Japan's resistance to facing up to history persists
Atlanta is not the only place where the Japanese government has tried to block memorials or monuments that showcase its war-related atrocities and crimes.
In early February in San Francisco, the municipal government announced that it expected to receive in March a "comfort women" memorial as a gift from an activist group. It's the first-ever memorial to "comfort women" in a major US city.
The statue, which depicts a trio of women with linked hands as a fourth woman looks on, is expected to be installed at St. Mary's Square in Chinatown this year. San Francisco's city board of supervisors in 2015 unanimously approved the project, which was pushed through by retired San Francisco superior court judges Julie Tang and Lillian Sing.
The inscription on the statue reads, "This monument bears witness to the suffering of hundreds of thousands of women and girls euphemistically called 'Comfort Women,' who were sexually enslaved by the Japanese Imperial Armed Forces in 13 Asian-Pacific countries from 1931 to 1945.
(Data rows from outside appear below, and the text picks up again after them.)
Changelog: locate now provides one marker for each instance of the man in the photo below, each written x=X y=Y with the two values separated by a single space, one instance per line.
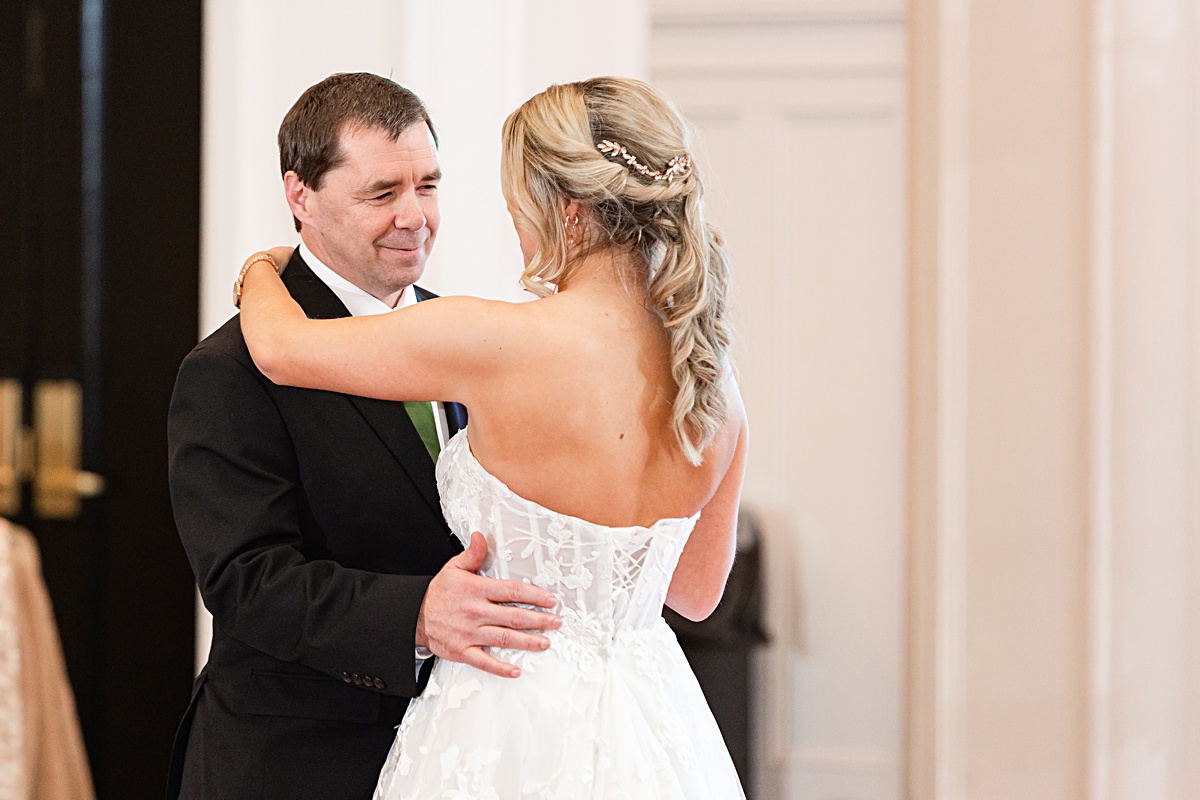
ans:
x=311 y=519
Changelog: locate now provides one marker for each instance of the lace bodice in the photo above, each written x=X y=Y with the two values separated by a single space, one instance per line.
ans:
x=607 y=579
x=610 y=710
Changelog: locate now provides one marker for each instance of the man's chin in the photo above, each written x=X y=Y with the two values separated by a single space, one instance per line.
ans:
x=400 y=257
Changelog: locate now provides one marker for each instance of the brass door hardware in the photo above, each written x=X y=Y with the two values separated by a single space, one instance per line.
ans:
x=59 y=485
x=12 y=447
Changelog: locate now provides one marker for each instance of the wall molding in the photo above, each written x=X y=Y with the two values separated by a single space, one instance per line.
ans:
x=1099 y=613
x=683 y=13
x=953 y=176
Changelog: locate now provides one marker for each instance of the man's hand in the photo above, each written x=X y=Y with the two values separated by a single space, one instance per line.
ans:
x=463 y=612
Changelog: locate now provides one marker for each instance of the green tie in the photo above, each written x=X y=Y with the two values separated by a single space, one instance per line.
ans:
x=421 y=414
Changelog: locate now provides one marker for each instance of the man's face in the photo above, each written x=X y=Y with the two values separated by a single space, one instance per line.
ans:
x=376 y=216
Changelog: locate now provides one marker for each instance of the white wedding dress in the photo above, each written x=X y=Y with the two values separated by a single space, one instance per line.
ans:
x=611 y=711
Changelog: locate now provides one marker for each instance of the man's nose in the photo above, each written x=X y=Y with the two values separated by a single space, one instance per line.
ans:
x=408 y=212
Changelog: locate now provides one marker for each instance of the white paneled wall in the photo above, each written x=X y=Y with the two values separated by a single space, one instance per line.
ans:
x=471 y=61
x=1056 y=400
x=801 y=114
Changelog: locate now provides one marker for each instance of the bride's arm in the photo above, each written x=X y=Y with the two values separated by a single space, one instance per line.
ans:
x=438 y=349
x=705 y=564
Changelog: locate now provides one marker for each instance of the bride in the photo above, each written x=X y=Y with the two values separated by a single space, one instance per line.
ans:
x=604 y=458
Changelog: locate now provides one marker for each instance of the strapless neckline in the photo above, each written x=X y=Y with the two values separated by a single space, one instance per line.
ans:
x=460 y=441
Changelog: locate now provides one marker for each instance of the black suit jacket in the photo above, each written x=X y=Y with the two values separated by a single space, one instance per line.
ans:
x=312 y=524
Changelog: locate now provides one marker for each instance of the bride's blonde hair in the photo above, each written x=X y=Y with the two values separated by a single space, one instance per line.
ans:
x=621 y=150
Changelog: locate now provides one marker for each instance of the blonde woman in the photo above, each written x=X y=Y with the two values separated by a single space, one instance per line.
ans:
x=604 y=457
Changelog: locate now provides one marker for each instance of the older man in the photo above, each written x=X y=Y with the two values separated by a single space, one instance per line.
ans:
x=311 y=518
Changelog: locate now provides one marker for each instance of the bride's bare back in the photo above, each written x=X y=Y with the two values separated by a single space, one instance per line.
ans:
x=579 y=416
x=570 y=401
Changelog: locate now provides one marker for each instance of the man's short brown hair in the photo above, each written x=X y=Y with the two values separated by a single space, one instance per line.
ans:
x=310 y=136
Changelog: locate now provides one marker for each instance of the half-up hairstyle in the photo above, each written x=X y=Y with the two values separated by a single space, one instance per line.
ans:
x=621 y=150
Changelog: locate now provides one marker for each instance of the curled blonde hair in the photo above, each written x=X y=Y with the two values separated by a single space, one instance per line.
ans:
x=551 y=157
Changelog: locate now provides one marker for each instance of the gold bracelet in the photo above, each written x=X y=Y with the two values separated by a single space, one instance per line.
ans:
x=245 y=268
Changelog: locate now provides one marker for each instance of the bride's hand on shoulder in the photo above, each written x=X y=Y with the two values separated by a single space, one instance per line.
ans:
x=281 y=256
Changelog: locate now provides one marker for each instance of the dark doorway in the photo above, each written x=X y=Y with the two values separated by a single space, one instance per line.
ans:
x=100 y=149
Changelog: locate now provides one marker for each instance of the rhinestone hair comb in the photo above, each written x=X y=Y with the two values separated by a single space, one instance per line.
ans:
x=675 y=167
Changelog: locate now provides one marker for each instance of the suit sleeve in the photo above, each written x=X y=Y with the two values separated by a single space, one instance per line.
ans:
x=235 y=492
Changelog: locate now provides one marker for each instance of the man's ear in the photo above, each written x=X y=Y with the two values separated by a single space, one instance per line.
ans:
x=298 y=194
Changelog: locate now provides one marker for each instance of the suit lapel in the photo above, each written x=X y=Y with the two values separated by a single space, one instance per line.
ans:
x=389 y=420
x=456 y=413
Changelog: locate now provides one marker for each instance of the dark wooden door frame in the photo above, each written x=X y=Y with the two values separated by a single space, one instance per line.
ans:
x=100 y=175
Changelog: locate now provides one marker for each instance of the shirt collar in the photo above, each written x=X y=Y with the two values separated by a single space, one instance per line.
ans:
x=357 y=301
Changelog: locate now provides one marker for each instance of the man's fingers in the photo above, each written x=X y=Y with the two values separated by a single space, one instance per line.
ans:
x=472 y=558
x=480 y=659
x=514 y=591
x=509 y=639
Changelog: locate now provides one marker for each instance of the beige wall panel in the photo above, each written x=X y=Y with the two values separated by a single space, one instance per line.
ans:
x=802 y=125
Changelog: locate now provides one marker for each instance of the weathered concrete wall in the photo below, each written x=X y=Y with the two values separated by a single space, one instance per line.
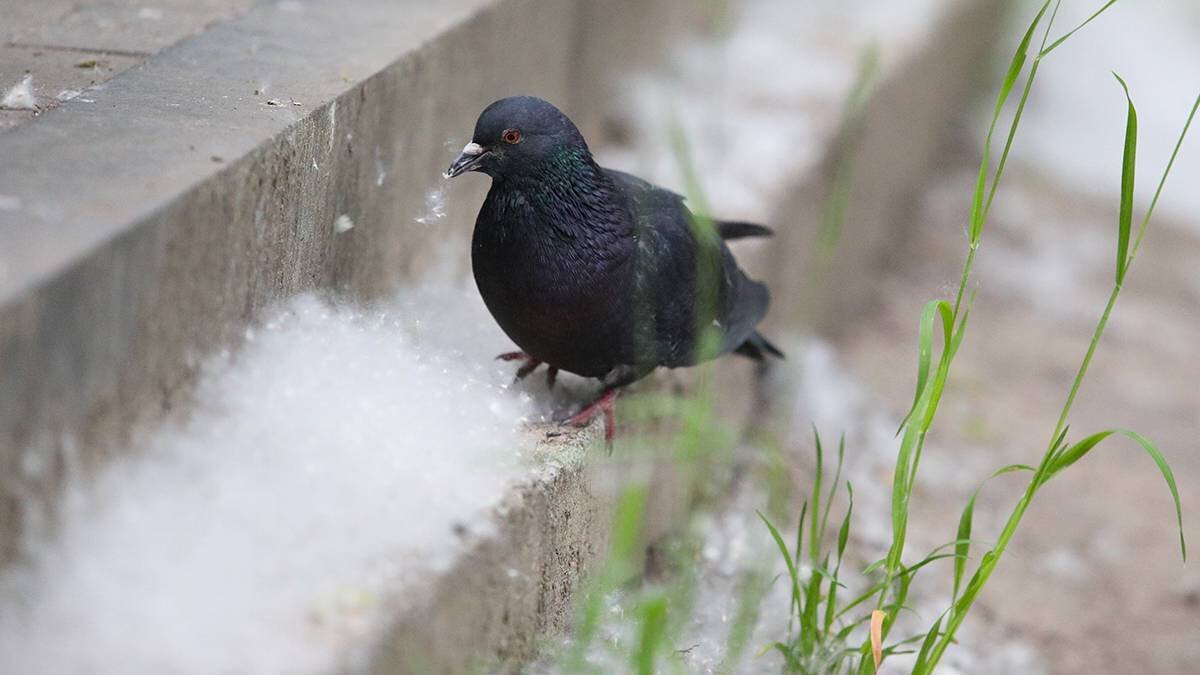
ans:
x=154 y=223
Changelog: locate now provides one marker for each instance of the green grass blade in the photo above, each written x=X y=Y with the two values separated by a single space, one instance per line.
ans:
x=1014 y=70
x=928 y=644
x=815 y=499
x=1162 y=181
x=653 y=634
x=1128 y=162
x=1072 y=31
x=1077 y=452
x=793 y=575
x=963 y=543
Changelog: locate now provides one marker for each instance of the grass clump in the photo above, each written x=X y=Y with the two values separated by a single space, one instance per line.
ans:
x=839 y=622
x=820 y=646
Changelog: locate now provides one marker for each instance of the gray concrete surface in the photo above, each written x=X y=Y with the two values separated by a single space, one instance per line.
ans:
x=145 y=230
x=70 y=47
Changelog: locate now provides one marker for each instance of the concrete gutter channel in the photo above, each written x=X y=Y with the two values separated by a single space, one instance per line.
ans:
x=153 y=226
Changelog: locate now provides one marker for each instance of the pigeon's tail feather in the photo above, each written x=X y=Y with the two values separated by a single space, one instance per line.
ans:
x=736 y=230
x=759 y=348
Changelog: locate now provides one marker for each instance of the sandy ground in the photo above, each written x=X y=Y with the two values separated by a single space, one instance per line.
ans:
x=1093 y=580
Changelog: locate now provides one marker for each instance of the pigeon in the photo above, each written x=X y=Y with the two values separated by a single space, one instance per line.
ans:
x=597 y=272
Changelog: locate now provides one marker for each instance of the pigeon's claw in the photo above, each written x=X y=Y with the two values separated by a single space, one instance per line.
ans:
x=605 y=404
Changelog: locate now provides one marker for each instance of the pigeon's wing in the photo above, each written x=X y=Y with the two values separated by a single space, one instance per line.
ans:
x=688 y=276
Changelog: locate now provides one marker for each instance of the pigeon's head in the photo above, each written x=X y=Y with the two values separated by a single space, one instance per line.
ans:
x=517 y=136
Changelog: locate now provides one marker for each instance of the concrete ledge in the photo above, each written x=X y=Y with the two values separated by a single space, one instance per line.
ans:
x=149 y=227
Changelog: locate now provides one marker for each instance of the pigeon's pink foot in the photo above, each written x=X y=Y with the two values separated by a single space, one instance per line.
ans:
x=604 y=404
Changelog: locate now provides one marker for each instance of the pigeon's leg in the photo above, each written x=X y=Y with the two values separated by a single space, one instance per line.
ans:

"Most of these women died during their wartime captivity," the inscription continues. "This dark history was largely hidden for decades until the 1990s, when the survivors courageously broke their silence. They helped move the world to declare that sexual violence as a strategy of war is a crime against humanity for which governments must be held accountable."
Opposition from the Japanese government and members of the Japanese-American community in the Bay Area has been fierce, calling the memorial's message "divisive."
The Japanese right wing tried to kill the project from the very beginning by lobbying the San Francisco government at every level. The most prominent objection was from Hirofumi Yoshimura, mayor of Osaka, a sister city of San Francisco, who called the installation "unprecedented".
But San Francisco Mayor Ed Lee pushed back, writing in a Feb 3 letter to Hirofumi: "San Francisco has many public and private memorials that commemorate some of history's darkest moments, as well as call for peace and reconciliation."
The memorial is important because Japan has never formally apologized for the suffering it inflicted on these women. The Atlanta organization stressed the significance of establishing the statue to promote both human rights and as a reminder to never repeat the unfortunate history between the two Asian countries.
"Truth and justice shall prevail," said Ding Yuan, executive vice-president of the Global Alliance for Preserving the History of WWII in Asia, a Cupertino-based human rights organization established in 1994.
"More WWII memorials and monuments will be erected in the US and elsewhere to honor the victims of Japanese wartime atrocities in the coming months and years as those sprung up to honor Holocaust victims in the 1970s," Ding added.